Of course, labor reallocation is inevitable, such as in the driving sector. As Citrini pointed out, many white-collar jobs will experience disruptions. For positions like real estate brokers that have long lost tangible value and rely solely on momentum for income, AI may be the final straw.
But our lifesaver lies in the fact that the United States has almost infinite potential and demand for reindustrialization. You may have heard of "reshoring," but it goes far beyond that. We have essentially lost the ability to manufacture the core building blocks of modern life: batteries, motors, small-scale semiconductors—the entire electricity supply chain is almost entirely dependent on overseas sources. What if there is a military conflict? What's even worse, did you know that China produces 90% of the world's synthetic ammonia? Once the supply is cut off, we can't even produce fertilizer and will face famine.
As long as you look to the physical world, you will find endless job opportunities that will benefit the country, create employment, and build essential infrastructure, all of which can receive bipartisan political support.
We have seen the economic and political winds shifting in this direction—discussions on reshoring, deep tech, and "American vitality." My prediction is that when AI impacts the white-collar sector, the path of least political resistance will be to fund large-scale reindustrialization, absorbing labor through a "giant employment project." Fortunately, the physical world does not have a "singularity"; it is constrained by friction.

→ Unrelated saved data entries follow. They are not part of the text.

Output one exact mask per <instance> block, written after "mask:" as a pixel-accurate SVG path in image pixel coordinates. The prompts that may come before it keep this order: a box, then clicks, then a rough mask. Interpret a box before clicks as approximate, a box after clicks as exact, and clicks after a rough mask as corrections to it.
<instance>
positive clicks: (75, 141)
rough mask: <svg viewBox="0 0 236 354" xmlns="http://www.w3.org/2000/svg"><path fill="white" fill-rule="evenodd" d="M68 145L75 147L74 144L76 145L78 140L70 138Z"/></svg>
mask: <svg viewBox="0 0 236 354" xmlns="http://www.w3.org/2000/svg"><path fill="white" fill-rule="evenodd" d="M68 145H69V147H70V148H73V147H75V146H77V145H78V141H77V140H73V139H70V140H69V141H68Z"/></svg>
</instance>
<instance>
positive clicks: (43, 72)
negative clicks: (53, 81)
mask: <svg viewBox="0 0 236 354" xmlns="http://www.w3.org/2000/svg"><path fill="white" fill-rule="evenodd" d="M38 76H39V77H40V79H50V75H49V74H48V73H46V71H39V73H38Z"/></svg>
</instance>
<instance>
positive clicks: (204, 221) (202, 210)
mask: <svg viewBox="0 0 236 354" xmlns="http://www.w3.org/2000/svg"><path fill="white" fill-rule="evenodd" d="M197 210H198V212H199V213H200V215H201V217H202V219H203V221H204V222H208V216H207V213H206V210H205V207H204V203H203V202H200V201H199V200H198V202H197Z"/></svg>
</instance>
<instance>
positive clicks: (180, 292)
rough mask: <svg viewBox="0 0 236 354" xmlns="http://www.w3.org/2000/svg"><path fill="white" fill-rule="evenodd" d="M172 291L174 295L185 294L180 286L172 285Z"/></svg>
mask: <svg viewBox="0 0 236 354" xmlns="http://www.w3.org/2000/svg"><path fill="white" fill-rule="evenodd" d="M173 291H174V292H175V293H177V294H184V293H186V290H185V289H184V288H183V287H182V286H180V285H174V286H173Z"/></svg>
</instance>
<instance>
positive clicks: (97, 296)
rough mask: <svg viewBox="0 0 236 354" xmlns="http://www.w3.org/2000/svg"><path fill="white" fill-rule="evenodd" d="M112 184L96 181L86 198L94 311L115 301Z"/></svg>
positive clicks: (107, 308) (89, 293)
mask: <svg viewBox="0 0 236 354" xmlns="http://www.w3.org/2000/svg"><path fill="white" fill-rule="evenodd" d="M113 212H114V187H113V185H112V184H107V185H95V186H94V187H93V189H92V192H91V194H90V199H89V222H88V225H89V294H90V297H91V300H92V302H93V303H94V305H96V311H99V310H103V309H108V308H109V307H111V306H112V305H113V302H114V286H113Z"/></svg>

We will rebuild bridges and roads. People will find that seeing tangible labor results is more fulfilling than spinning in the digital abstract world. The Salesforce senior product manager who lost a $180,000 salary may find a new job at the "California Seawater Desalination Plant" to end the 25-year drought. These facilities not only need to be built but also pursued with excellence and require long-term maintenance. As long as we are willing, the "Jevons Paradox" also applies to the physical world.
The goal of large-scale industrial engineering is abundance. The United States will once again achieve self-sufficiency, enabling large-scale, low-cost production. Moving beyond material scarcity is crucial: in the long run, if we do indeed lose a significant portion of white-collar jobs to AI, we must be able to maintain a high quality of life for the public. And as AI drives profit margins to zero, consumer goods will become extremely affordable, automatically fulfilling this objective.
My view is that different sectors of the economy will "take off" at different speeds, and the transformation in almost all areas will be slower than Citrini anticipates. To be clear, I am extremely bullish on AI and foresee a day when my own labor will be obsolete. But this will take time, and time gives us the opportunity to devise sound strategies.
At this point, preventing the kind of market collapse Citrini imagines is actually not difficult. The U.S. government's performance during the pandemic has demonstrated its proactive and decisive crisis response. If necessary, massive stimulus policies will quickly intervene. Although I am somewhat displeased by its inefficiency, that is not the focus. The focus is on safeguarding material prosperity in people's lives—a universal well-being that gives legitimacy to a nation and upholds the social contract, rather than stubbornly adhering to past accounting metrics or economic dogma.
If we can maintain sharpness and responsiveness in this slow but sure technological transformation, we will eventually emerge unscathed.